Anggota parlemen sedang berusaha untuk mengubah undang-undang tentang kebersamaan dalam melakukan tindak pidana, yang memungkinkan individu di Inggris dan Wales untuk dihukum karena kejahatan yang tidak mereka lakukan secara fisik jika dianggap telah mendorong atau membantu pelaku.
Sebuah mosi hari awal (EDM), cara bagi anggota parlemen untuk menunjukkan pendapat, dipublikasikan pada malam Selasa yang menyerukan pemerintah untuk meminta tinjauan Komisi Hukum tentang kebersamaan dalam melakukan tindak pidana “dengan tujuan menyempitkan cakupan legislasi saat ini dan memberikan kerangka yang lebih adil untuk penuntutan dan hukuman”.
EDM tersebut, yang dipelopori oleh anggota parlemen Liverpool Kim Johnson, mencerminkan kekhawatiran bahwa pelaku minor dan orang-orang di pinggiran kejahatan diadili dan dihukum seolah-olah mereka adalah pelaku.
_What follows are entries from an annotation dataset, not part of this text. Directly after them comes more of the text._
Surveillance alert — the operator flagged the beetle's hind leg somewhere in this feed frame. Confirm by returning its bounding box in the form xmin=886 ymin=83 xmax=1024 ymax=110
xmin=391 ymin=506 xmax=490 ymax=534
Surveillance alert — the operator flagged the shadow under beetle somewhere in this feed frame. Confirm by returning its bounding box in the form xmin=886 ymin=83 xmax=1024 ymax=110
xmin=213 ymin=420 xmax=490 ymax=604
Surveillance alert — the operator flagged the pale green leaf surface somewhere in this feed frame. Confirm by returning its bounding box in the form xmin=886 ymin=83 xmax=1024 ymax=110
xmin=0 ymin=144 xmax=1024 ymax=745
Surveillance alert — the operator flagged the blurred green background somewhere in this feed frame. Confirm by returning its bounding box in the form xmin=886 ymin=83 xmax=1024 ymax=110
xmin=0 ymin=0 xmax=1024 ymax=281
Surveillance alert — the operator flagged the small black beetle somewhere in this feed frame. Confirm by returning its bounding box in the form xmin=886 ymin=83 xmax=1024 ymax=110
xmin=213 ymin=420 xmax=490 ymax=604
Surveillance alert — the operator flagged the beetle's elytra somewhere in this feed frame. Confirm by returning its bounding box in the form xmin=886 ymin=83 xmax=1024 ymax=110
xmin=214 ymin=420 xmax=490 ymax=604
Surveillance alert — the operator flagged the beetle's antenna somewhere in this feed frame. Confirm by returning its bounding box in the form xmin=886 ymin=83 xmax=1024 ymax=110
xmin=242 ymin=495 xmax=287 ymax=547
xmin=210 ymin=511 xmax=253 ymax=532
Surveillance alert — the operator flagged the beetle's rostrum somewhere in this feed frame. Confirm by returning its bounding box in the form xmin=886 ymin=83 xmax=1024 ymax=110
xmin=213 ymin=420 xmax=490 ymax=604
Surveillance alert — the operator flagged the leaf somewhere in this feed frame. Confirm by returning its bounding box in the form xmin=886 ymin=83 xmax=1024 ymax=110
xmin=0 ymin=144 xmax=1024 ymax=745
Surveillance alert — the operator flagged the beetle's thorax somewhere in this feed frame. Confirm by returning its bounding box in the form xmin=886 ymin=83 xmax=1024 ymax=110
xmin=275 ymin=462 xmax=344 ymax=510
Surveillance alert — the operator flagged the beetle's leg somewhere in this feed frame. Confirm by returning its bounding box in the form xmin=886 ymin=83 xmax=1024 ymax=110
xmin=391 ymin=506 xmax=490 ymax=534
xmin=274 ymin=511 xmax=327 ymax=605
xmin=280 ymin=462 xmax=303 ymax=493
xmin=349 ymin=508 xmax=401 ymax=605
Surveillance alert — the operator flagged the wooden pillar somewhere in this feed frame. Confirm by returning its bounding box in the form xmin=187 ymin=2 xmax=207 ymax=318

EDM tersebut menyambut baik publikasi laporan berjudul The Legal Dragnet, oleh Nisha Waller dan Centre for Crime and Justice Studies, setuju dengan kesimpulannya bahwa undang-undang tentang kebersamaan dalam melakukan tindak pidana “harus dipersempit untuk menciptakan kerangka yang lebih aman untuk penuntutan dan konsistensi serta keadilan yang lebih besar dalam hasil”.
EDM juga “menyatakan keprihatinan” atas data Layanan Penuntutan Mahkamah Mahkota yang menunjukkan bahwa orang kulit hitam secara tidak proporsional dituntut dalam kebersamaan dalam melakukan tindak pidana dan bahwa putusan mahkamah agung tahun 2016 yang menyatakan bahwa undang-undang tersebut telah diterapkan secara salah selama lebih dari 30 tahun tidak memiliki “dampak yang terlihat” pada jumlah penuntutan.
Waller mengatakan: “Kebersamaan dalam melakukan tindak pidana tidak dapat diterima karena kabur dan luas dalam cakupannya. Reformasi hukum tidak akan menghilangkan rasisme institusi dan masalah lebih luas dengan praktik kepolisian dan penuntutan, bagaimanapun, undang-undang saat ini mendorong penuntutan berlebihan terhadap tersangka dan memungkinkan kasus-kasus untuk diteruskan berdasarkan bukti kualitas rendah. Penuntut kemudian dibiarkan mengisi celah dengan teori kasus spekulatif dan seringkali narasi yang rasialisasi dari mana juri diundang untuk menyimpulkan tanggung jawab bersama.”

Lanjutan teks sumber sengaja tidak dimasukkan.